When we meet Romijn, it's just days before the announcement that she's separated from her husband of five years, John Stamos. She says she's cross-eyed (though not literally, unless we were too focused on the slip-thing to notice) from talking so much about her latest projects. She was game to soldier on, though, extolling the value of conniption fits, the wisdom she gleaned from "Godsend" ' co-star Robert DeNiro and why we should all avoid small children with bad haircuts.
Question: These two movies you're in ... they raise a lot of questions.
Rebecca Romijn: Please, not the cloning thing again.
Question: No, no. Well, first off, you have that childbirth scene in "Godsend" ' and I've always wondered where they get those newborns. Does somebody send them over from the hospital?

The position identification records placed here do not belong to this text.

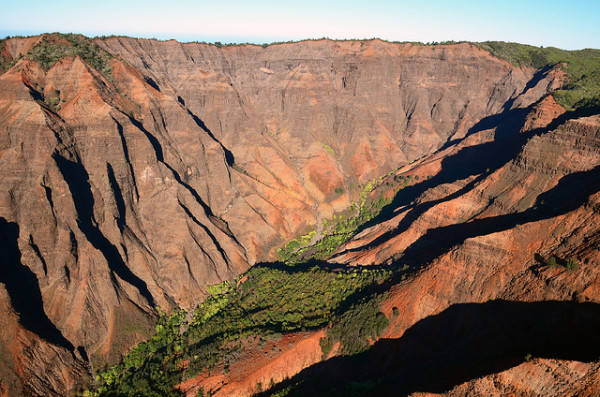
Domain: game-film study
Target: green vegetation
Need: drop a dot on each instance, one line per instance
(6, 62)
(355, 327)
(582, 90)
(54, 47)
(273, 299)
(341, 228)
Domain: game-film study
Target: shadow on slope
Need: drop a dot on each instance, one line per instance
(477, 161)
(77, 179)
(23, 288)
(464, 342)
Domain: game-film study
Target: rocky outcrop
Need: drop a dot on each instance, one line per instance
(188, 163)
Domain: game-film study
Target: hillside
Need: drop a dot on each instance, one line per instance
(302, 213)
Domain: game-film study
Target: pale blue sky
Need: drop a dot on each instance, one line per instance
(570, 24)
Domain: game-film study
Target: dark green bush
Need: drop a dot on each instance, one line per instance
(54, 47)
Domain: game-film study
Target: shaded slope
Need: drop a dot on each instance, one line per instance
(463, 342)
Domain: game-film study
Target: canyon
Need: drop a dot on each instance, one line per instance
(138, 174)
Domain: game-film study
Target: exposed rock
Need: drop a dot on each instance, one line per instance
(190, 163)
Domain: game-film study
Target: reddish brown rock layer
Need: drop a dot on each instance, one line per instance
(190, 163)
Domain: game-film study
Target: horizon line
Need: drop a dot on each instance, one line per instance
(226, 43)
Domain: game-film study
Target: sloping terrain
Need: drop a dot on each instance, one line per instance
(138, 175)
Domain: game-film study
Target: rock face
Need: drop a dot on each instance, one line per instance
(189, 163)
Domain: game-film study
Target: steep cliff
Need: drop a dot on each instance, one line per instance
(135, 173)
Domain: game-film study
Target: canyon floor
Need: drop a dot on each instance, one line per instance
(311, 218)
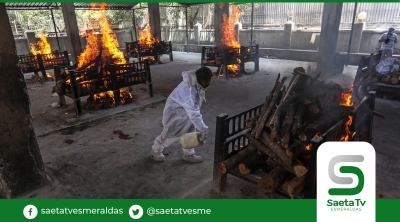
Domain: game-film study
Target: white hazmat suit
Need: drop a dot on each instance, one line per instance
(182, 113)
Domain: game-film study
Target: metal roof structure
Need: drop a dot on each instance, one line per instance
(57, 5)
(78, 5)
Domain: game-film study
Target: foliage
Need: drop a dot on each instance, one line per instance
(174, 16)
(37, 19)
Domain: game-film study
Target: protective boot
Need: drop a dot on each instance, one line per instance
(157, 156)
(192, 158)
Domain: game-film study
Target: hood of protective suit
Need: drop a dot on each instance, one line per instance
(388, 65)
(190, 78)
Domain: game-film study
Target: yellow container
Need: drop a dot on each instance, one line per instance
(191, 140)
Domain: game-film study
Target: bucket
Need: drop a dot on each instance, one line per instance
(191, 140)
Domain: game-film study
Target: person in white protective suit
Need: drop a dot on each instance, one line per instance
(182, 114)
(388, 65)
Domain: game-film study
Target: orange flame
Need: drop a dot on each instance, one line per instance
(346, 97)
(146, 36)
(108, 39)
(229, 35)
(124, 95)
(91, 50)
(42, 46)
(346, 101)
(348, 132)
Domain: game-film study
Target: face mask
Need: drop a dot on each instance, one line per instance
(205, 86)
(202, 91)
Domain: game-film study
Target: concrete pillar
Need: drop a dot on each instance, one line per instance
(197, 28)
(71, 26)
(219, 10)
(238, 27)
(357, 35)
(21, 164)
(328, 38)
(154, 19)
(30, 37)
(287, 35)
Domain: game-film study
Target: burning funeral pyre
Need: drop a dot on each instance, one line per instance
(101, 71)
(148, 47)
(280, 136)
(42, 46)
(230, 57)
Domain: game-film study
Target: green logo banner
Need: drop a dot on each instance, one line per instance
(173, 210)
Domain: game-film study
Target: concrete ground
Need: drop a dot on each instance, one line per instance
(106, 153)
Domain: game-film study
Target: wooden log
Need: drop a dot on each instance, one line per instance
(327, 120)
(394, 80)
(274, 124)
(233, 161)
(276, 148)
(251, 163)
(265, 149)
(299, 169)
(265, 106)
(273, 180)
(299, 71)
(296, 148)
(271, 162)
(327, 96)
(287, 126)
(294, 185)
(314, 80)
(298, 119)
(385, 79)
(269, 109)
(313, 109)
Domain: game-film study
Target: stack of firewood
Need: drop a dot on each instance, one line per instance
(390, 78)
(106, 100)
(280, 136)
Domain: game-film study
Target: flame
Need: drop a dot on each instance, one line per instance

Rebecca Romijn: Those were triplets. They were like 3 1/2 weeks old. They put strawberry jam all over them to make them look like they just came out of the oven.
Question: Strawberry jam? You're kidding.
Rebecca Romijn: No. It made me want to ask for some toast and butter.
Question: Next question: Why do all the evil kids in movies -- like the boy in "Godsend" ' -- have bad haircuts?
Rebecca Romijn: There's nothing scarier than a bad haircut.
Question: That's where the evil comes from, don't you think?
Rebecca Romijn: From bad haircuts? It starts there. I feel pretty evil if I get a bad haircut.